Things are really picking up with the house stuff.
For instance, my condo just went up on the market.
Oh jeebie jeebs.
It’s been a “eat directly from the nutella jar” kind of week.
That’s how the missing post last week happened. It appears that selling a house takes way more work than buying one. I could probably have guessed that, but I wasn’t expecting the sheer volume of work involved.
It’s all about staging.
I learned over the last week that Trevor and I own about three times as much stuff than should be put in our condo in order for it to be presentable.
But so does everyone else. “Staged” houses are supposed to have just enough stuff to make it feel like a “home”, but little enough stuff that buyers can “project” their own belongings and touches into the home.
So for a solid week, Trevor and I sorted belongings, packed them into boxes, moved the boxes into a truck, moved them out of a truck into a storage unit, cleaned up the armageddon that erupted from from us pulling all our stuff out of every cupboard and closet, hired cleaners, carpet cleaners…
I’m a tired girl.
But now my condo is for sale and people can wander about and judge it with only an hour’s notice.
Oh jeebie jeebs.
One hour’s notice isn’t enough time for me to rush home from work to make sure the condo smells like cookies.
If I could, I would probably wouldn’t make these cookies for fear of accidentally sending a potential buyer into anaphylactic shock from the peanut butter, but for myself, they’re just what I need through all the crazy.
Soft, chewy chocolate chunk and nutella laden peanut butter cookies.
I might actually get through all this.
Nutella Peanut Butter Chocolate Chunk Cookies
Recipe from Averie Cooks
- 1 large egg
- 3/4 cup Nutella
- 1/4 cup creamy peanut butter
- 1/2 cup dark brown sugar, packed
- 1 tablespoon vanilla extract
- 1/2 cup all-purpose flour
- 1 teaspoon baking soda
- pinch salt
- 6 ounces dark chocolate, chopped (I used Scharffen Berger 70% chunks)
- In the bowl of a stand mixer fitted with the paddle attachment, combine the egg, Nutella, peanut butter, brown sugar, vanilla, and beat on high power to cream ingredients, about 5 minutes. Stop and scrape down the sides of the bowl as necessary. The dough will go from very granular, gritty, and loose to smooth, oily, and well-formed in a large mound. If your dough has not come together or is at all gritty, continue to mix until it smooths out.
- Add the flour, baking soda and salt, beating to incorporate. Add the chocolate chunks and beat momentarily to incorporate.
- Line 2 baking sheets with Silpats or parchment paper.

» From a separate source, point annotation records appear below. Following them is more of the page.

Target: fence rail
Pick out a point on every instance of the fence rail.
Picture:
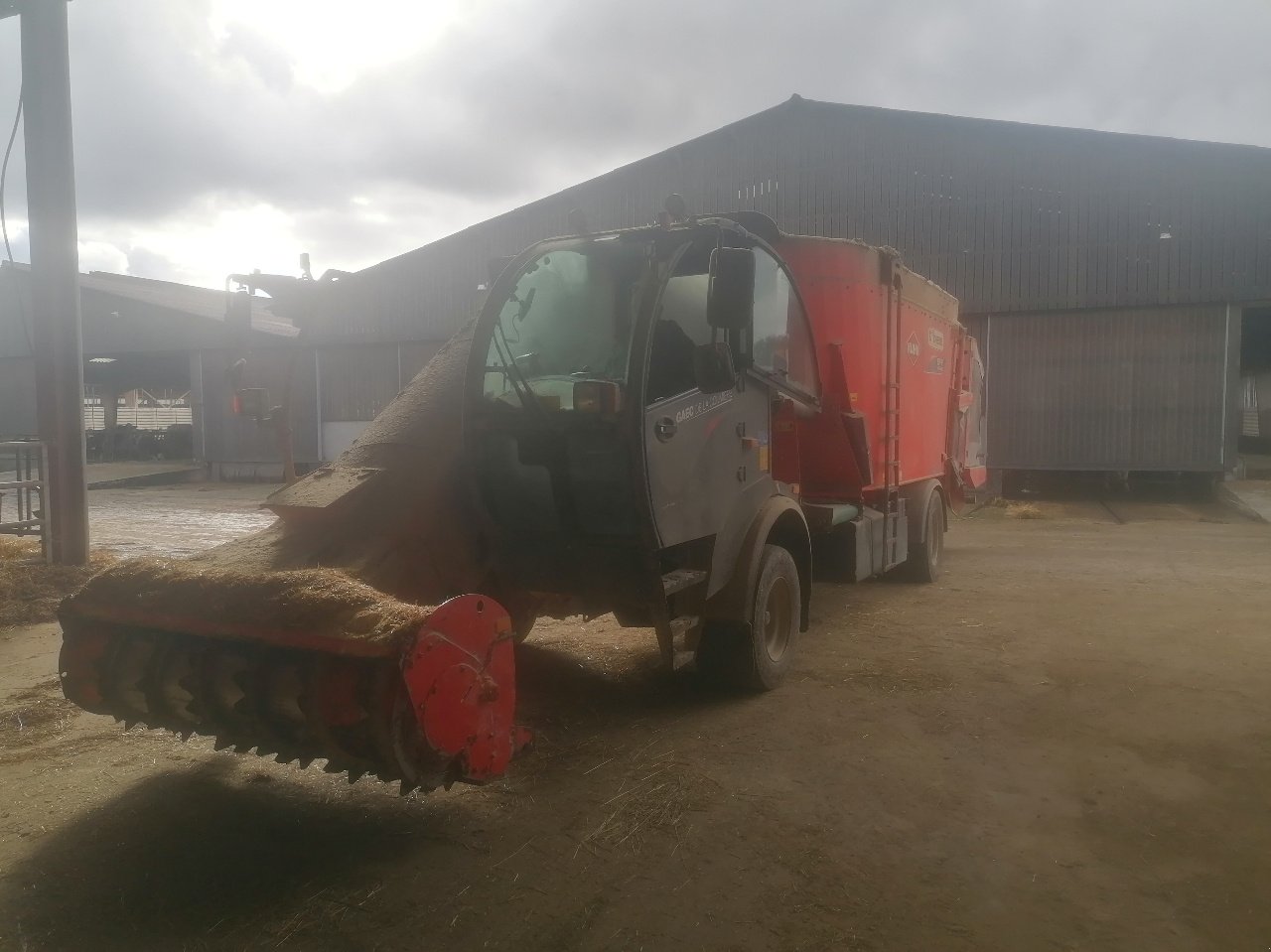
(140, 417)
(23, 498)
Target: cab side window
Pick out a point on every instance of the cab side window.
(781, 342)
(680, 328)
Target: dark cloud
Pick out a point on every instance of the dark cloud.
(525, 98)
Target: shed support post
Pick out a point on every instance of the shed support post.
(55, 272)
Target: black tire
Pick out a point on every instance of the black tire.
(759, 658)
(924, 558)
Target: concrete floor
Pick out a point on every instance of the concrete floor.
(1065, 744)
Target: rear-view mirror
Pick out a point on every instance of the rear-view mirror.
(731, 295)
(712, 366)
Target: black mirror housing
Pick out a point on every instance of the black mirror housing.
(713, 368)
(731, 295)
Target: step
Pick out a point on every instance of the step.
(680, 579)
(680, 629)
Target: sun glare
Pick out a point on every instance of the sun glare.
(328, 46)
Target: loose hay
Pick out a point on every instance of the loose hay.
(653, 798)
(31, 589)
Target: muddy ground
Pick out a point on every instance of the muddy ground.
(1062, 745)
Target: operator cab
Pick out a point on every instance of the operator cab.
(621, 400)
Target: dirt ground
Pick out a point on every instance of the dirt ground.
(1062, 745)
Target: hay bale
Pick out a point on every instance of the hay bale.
(322, 602)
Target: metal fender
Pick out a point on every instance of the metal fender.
(916, 506)
(735, 562)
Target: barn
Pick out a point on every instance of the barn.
(1119, 285)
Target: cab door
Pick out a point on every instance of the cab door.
(702, 450)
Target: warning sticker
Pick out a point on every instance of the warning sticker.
(913, 348)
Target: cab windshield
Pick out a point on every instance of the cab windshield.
(568, 318)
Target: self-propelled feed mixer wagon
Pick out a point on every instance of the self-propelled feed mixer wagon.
(681, 425)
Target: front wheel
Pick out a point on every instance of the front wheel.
(758, 658)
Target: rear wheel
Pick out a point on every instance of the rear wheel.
(924, 558)
(758, 660)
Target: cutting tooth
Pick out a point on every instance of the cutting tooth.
(126, 674)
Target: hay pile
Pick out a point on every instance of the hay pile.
(31, 589)
(1025, 510)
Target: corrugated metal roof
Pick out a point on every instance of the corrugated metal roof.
(1006, 215)
(122, 313)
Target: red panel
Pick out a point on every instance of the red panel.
(842, 286)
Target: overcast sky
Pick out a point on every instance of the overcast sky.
(223, 135)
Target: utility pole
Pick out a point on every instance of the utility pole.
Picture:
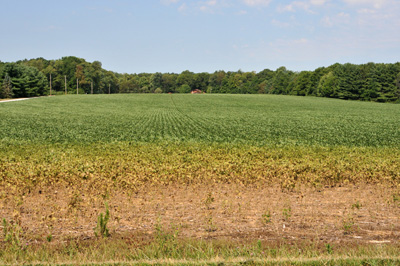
(50, 83)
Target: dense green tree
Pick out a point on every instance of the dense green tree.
(26, 81)
(6, 88)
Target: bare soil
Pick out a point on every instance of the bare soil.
(360, 214)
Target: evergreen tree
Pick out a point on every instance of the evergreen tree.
(6, 88)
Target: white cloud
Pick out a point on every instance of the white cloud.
(257, 2)
(296, 5)
(168, 2)
(318, 2)
(334, 20)
(182, 7)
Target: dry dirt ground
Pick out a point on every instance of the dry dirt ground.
(360, 214)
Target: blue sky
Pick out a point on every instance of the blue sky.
(130, 36)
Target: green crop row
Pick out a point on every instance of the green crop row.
(241, 119)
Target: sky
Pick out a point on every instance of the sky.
(131, 36)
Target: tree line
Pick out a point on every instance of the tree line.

Using a medium cookie scoop (about 2 tablespoons) or your hands, portion out dough and place them on the prepared baking sheets, about 2 inches apart. Using your hands, gently squeeze and compact each mound so that it’s tightly packed together. Dough will be both crumbly and oily, but when squeezed, it should stay together. Cover plate with plasticwrap and refrigerate dough for at least 2 hours, up to 5 days, before baking.
- Preheat oven to 350F. Bake sheets one at a time for 9 to 10 minutes, or until top have just set, even if slightly underbaked in the center. Do not overbake. Cookies firm up as they cool, and baking too long will result in cookies that set up too crisp and hard.
- Allow cookies to cool on the baking sheet for about 10 minutes before removing and transferring to a rack to finish cooling. Store cookies in an airtight container at room temperature for up to 1 week, or in the freezer for up to 3 months. Alternatively, unbaked cookie dough can be stored in an airtight container in the refrigerator for up to 5 days, so consider baking only as many cookies as desired and save the remaining dough to be baked in the future when desired.